Geometric rigidity of constant heat flow

TL;DR

This paper characterizes Riemannian manifolds with a constant heat flow boundary condition, showing they are isoparametric tubes around minimal submanifolds, linking geometric properties with overdetermined heat equation problems.

Contribution

It proves that manifolds with the constant flow property are exactly isoparametric tubes around minimal submanifolds, establishing a geometric classification for this overdetermined heat problem.

Findings

Manifolds with constant flow property are isoparametric tubes.

The constant flow property is equivalent to the isoparametric condition under analyticity.

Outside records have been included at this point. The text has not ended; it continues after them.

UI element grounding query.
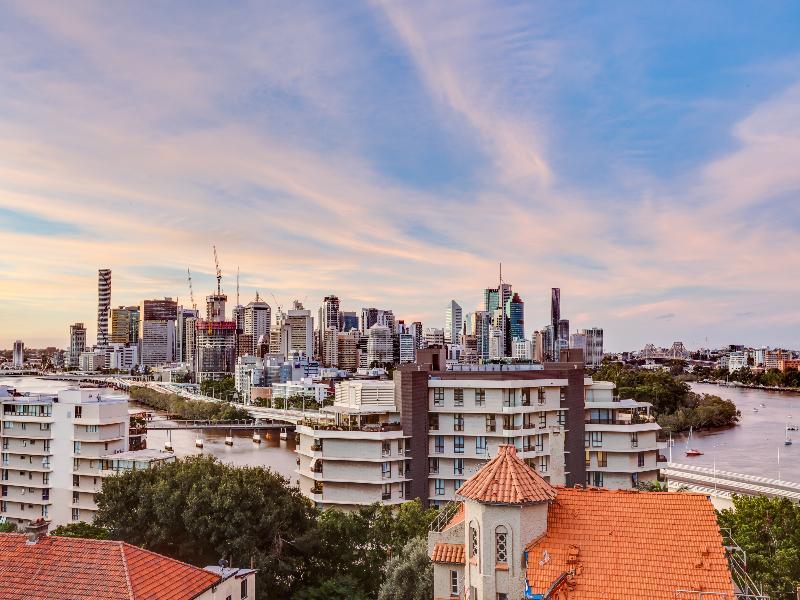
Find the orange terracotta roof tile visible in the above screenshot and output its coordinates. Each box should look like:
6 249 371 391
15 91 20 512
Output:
0 533 220 600
526 488 734 600
457 444 556 504
431 542 466 565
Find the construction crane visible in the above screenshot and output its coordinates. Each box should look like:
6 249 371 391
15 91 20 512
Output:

Connections are made between the constant flow property and other overdetermined problems.

Abstract

Let $\Omega$ be a compact Riemannian manifold with smooth boundary and let $u_t$ be the solution of the heat equation on $\Omega$, having constant unit initial data $u_0=1$ and Dirichlet boundary conditions ($u_t=0$ on the boundary, at all times). If at every time $t$ the normal derivative of $u_t$ is a constant function on the boundary, we say that $\Omega$ has the {\it constant flow property}. This gives rise to an overdetermined parabolic problem, and our aim is to classify the manifolds having this property. In fact, if the metric is analytic, we prove that $\Omega$ has the constant flow property if and only if it is an {\it isoparametric tube}, that is, it is a solid tube of constant radius around a closed, smooth, minimal submanifold, with the additional property that all equidistants to the boundary (parallel hypersurfaces) are smooth and have constant mean curvature. Hence, the constant flow property can be viewed as an analytic counterpart to the isoparametric property. Finally, we relate the constant flow property with other overdetermined problems, in particular, the well-known Serrin problem on the mean-exit time function, and discuss a counterexample involving minimal free boundary immersions into Euclidean balls.